One notable exception was the “Deck Build Out With Railing” category, which saw a 1.21% cost increase despite labor comprising only 39% of the cost structure. Still, every category measured posted at least a slight quarterly increase, underscoring the persistence of inflationary pressure in the sector.
Regional Disparities Remain Pronounced
Every U.S. region experienced both quarterly and annual cost increases, but the magnitude varied considerably. The South Atlantic, East North Central, and West North Central regions posted the highest annual gains, each surpassing 3.2%. In the South Atlantic — a region still recovering from Hurricanes Helene and Milton — annual costs surged 3.25%; however, quarterly gains there were the lowest in the nation at just 0.63% as the region began to stabilize. New England led quarterly growth at 0.88%, followed by the East North Central and Pacific regions, the latter still experiencing volatility linked to catastrophic wildfires in the Palisades region of Los Angeles.
At the state level, quarterly cost increases were significant. Washington, D.C. reported the single largest rise at 3.76%, nearly double the next highest — Delaware at 1.95% — while Utah followed at 1.79%. A total of 22 states saw quarterly increases of at least 1%, a dramatic jump from the previous quarter, when only three states reached that threshold. The smallest increases occurred in Kentucky, Oklahoma, and Arizona, all below 0.70%.

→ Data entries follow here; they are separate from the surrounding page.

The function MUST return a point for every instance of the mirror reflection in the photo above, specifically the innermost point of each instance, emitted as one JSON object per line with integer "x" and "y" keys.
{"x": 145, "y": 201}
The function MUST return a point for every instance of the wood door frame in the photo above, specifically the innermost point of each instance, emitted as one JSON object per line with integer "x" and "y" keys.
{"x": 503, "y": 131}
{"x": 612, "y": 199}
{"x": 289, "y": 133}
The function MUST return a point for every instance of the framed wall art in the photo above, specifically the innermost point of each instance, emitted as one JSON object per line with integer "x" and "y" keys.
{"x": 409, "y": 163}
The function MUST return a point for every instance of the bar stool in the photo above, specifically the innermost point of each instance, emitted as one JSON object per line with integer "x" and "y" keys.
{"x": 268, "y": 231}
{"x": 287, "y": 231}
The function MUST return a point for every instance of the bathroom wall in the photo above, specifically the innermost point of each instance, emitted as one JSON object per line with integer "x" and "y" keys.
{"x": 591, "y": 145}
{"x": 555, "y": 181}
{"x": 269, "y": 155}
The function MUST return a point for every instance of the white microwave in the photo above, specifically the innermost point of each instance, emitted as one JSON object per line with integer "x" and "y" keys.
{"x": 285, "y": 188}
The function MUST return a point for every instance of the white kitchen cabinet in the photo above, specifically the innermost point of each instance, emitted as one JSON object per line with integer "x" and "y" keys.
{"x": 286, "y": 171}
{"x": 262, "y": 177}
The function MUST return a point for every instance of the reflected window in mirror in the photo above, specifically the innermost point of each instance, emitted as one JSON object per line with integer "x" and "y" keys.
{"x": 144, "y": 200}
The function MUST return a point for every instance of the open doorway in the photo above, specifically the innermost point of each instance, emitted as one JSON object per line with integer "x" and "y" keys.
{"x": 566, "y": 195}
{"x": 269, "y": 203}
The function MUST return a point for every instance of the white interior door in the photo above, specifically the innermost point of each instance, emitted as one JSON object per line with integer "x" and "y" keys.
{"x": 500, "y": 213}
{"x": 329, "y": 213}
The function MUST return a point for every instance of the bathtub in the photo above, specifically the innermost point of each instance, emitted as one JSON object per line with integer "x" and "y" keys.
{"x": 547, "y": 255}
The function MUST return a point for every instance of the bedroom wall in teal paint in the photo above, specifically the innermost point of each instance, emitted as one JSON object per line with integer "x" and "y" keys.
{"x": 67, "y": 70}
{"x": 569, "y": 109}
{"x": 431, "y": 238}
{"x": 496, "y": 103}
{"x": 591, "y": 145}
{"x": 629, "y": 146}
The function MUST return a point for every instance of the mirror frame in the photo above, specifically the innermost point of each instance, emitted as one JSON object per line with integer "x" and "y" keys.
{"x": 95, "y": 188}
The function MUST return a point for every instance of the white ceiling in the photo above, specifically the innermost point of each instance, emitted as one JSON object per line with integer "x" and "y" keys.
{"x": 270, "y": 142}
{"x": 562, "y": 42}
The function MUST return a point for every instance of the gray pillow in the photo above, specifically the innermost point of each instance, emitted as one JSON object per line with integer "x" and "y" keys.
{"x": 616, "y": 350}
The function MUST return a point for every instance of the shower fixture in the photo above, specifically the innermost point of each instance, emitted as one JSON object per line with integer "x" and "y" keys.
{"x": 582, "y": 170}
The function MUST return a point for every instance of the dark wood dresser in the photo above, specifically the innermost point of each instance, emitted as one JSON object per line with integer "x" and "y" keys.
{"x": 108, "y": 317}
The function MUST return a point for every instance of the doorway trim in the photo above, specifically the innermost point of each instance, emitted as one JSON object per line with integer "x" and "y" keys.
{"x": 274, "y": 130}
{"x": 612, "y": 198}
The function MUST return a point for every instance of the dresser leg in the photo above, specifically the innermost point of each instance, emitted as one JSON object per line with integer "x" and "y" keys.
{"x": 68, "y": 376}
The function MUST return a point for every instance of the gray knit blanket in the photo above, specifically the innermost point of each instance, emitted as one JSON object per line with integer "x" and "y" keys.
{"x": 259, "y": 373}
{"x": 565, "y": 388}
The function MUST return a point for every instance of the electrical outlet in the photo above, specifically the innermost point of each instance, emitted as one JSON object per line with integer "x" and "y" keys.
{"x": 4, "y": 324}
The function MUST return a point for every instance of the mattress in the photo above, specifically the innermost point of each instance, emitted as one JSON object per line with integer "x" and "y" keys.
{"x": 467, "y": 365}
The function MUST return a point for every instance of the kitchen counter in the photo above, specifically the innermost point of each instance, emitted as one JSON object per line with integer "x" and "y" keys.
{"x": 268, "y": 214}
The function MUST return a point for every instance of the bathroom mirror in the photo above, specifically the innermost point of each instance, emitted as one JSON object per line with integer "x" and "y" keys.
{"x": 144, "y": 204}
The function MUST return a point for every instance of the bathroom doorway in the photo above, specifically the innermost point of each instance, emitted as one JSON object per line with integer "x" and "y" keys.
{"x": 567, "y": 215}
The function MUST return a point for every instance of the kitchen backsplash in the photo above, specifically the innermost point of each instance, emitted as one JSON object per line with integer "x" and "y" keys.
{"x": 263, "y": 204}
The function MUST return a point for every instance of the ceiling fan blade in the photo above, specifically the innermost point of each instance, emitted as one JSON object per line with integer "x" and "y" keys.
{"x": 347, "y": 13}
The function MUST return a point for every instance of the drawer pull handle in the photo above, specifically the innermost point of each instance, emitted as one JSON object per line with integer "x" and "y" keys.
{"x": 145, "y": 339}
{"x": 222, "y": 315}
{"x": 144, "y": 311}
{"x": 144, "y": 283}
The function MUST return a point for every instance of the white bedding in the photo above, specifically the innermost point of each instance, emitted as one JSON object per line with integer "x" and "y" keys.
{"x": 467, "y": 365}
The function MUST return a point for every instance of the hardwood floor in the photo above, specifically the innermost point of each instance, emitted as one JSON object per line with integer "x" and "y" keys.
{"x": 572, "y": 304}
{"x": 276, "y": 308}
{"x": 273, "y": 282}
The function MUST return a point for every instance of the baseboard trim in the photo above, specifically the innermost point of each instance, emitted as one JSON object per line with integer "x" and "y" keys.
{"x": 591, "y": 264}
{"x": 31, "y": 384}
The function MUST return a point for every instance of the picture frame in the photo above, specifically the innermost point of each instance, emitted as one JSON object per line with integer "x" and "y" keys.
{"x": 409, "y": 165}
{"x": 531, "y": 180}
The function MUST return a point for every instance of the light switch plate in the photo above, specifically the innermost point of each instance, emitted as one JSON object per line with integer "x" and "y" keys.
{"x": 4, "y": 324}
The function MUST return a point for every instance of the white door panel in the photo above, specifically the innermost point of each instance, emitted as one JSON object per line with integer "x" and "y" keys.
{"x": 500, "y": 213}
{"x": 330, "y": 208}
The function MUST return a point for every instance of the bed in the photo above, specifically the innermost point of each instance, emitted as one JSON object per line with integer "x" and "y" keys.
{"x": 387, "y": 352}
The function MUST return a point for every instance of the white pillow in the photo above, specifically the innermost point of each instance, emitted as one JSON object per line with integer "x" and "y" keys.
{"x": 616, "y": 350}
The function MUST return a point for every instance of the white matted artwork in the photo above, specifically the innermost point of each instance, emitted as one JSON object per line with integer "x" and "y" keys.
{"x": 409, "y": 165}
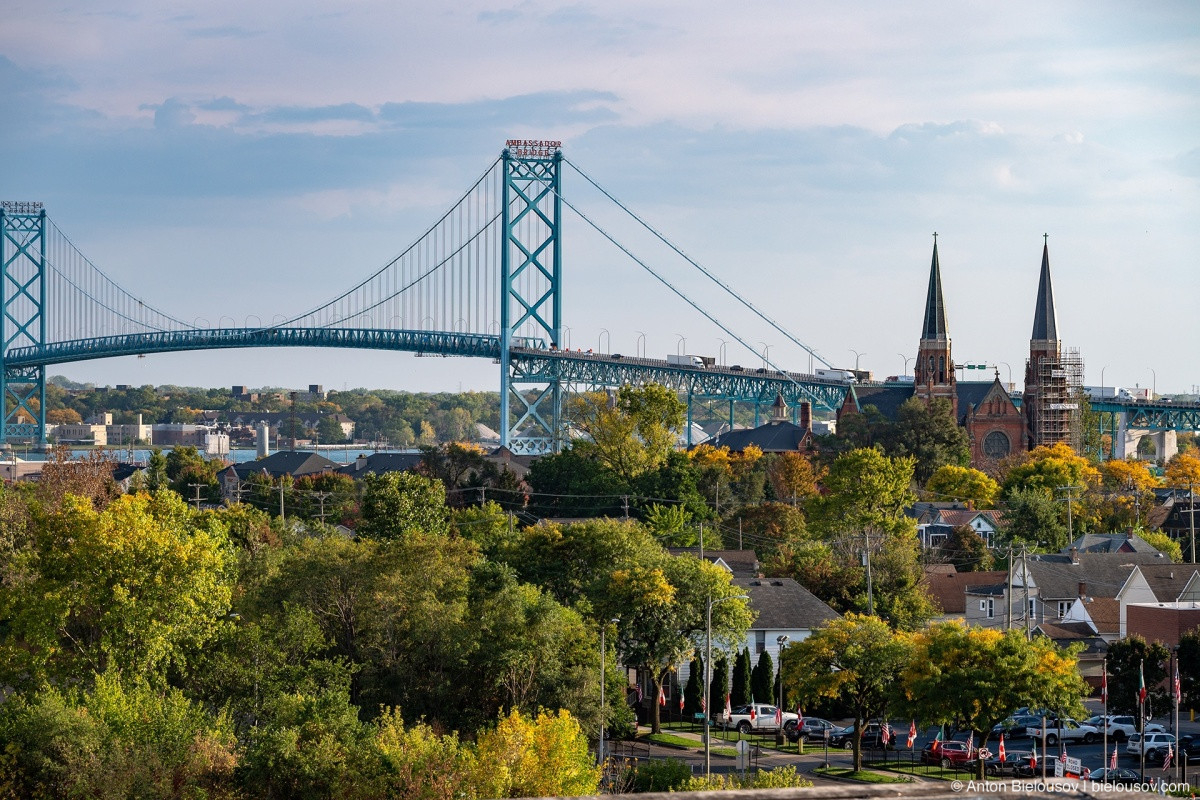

A Decade Of Escalating Costs
Verisk’s report reinforces a long-term pattern: repair and remodeling costs have soared nearly 67% since 2015 and show no signs of reversing. While the alignment with inflation this quarter offers a glimmer of normalization, ongoing labor shortages, regional disasters, and persistent demand continue to keep pricing elevated. For insurers, builders, and homeowners alike, Verisk’s quarterly index provides an increasingly critical benchmark for navigating a market where repair and reconstruction remain historically expensive and regionally uneven.